03. Juni 2015   Aktuell

EU-Mitgliedstaaten erweitern Sicherheitszusammenarbeit mit USA – De Maizière trifft Heimatschutz zum warm-up in Sachsen

Auf ihrem heutigen Ministertreffen in Riga wollen die EU und die USA die Ausweitung ihrer Kooperation in Sicherheitsfragen unterzeichnen.

Dies geht aus einem Dokument hervor, das entsprechende Schlussfolgerungen zur Zusammenarbeit im Bereich der „Freiheit, der Sicherheit und des Rechts“ entwirft. Mit dieser Phrase hatte die EU im vergangenen Jahrzehnt zahlreiche neue Maßnahmen übertitelt. Hierzu gehörte auch die engere Anbindung an die USA, die vor allem unter deutscher EU-Präsidentschaft 2007 entscheidende Fortschritte machte.

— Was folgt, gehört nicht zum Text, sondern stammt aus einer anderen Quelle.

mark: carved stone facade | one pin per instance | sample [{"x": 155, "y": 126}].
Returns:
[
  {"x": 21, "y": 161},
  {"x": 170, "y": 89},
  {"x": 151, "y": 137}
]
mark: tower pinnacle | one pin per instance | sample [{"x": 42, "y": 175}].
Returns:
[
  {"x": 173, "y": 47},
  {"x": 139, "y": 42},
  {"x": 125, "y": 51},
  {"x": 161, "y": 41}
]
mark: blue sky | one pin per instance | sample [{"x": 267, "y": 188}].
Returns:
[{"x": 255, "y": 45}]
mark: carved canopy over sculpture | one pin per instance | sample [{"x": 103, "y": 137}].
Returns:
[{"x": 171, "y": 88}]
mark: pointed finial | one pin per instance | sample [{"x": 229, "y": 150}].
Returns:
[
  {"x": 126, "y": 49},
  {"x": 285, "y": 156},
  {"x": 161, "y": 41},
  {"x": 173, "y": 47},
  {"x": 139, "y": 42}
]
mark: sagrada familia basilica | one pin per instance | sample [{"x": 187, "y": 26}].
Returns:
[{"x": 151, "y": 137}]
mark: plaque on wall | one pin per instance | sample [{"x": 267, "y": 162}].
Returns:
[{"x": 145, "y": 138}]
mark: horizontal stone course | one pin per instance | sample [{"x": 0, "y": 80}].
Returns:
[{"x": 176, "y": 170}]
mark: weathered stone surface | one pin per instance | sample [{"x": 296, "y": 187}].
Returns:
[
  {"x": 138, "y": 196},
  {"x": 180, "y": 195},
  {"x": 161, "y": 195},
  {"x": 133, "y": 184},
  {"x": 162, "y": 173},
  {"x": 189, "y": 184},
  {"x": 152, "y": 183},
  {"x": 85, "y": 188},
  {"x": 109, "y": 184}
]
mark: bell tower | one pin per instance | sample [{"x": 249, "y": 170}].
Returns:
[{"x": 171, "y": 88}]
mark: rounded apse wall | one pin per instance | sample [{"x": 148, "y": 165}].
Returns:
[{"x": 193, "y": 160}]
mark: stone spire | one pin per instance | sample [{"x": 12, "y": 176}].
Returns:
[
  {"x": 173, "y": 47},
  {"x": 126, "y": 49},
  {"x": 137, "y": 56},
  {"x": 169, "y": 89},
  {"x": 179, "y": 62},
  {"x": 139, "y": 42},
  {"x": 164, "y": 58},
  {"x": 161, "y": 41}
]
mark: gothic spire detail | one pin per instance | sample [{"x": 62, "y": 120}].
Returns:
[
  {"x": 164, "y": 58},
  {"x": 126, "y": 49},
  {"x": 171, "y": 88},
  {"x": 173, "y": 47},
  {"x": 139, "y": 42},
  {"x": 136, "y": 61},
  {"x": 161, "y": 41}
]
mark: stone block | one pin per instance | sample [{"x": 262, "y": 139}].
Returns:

Vorausgegangen waren mehrere Treffen und Beratungen der Mitgliedstaaten, aber auch der Kommission und des Auswärtigen Dienstes der Europäischen Union. Ein „Treffen hoher Beamter“ der EU und der USA hatte im Februar erste Entwürfe vorgelegt, eine Ratsarbeitsgruppe hatte im März die Position einzelner Mitgliedstaaten eingepflegt. Allerdings ist unklar, ob die USA in letzter Minute Änderungen einfordern.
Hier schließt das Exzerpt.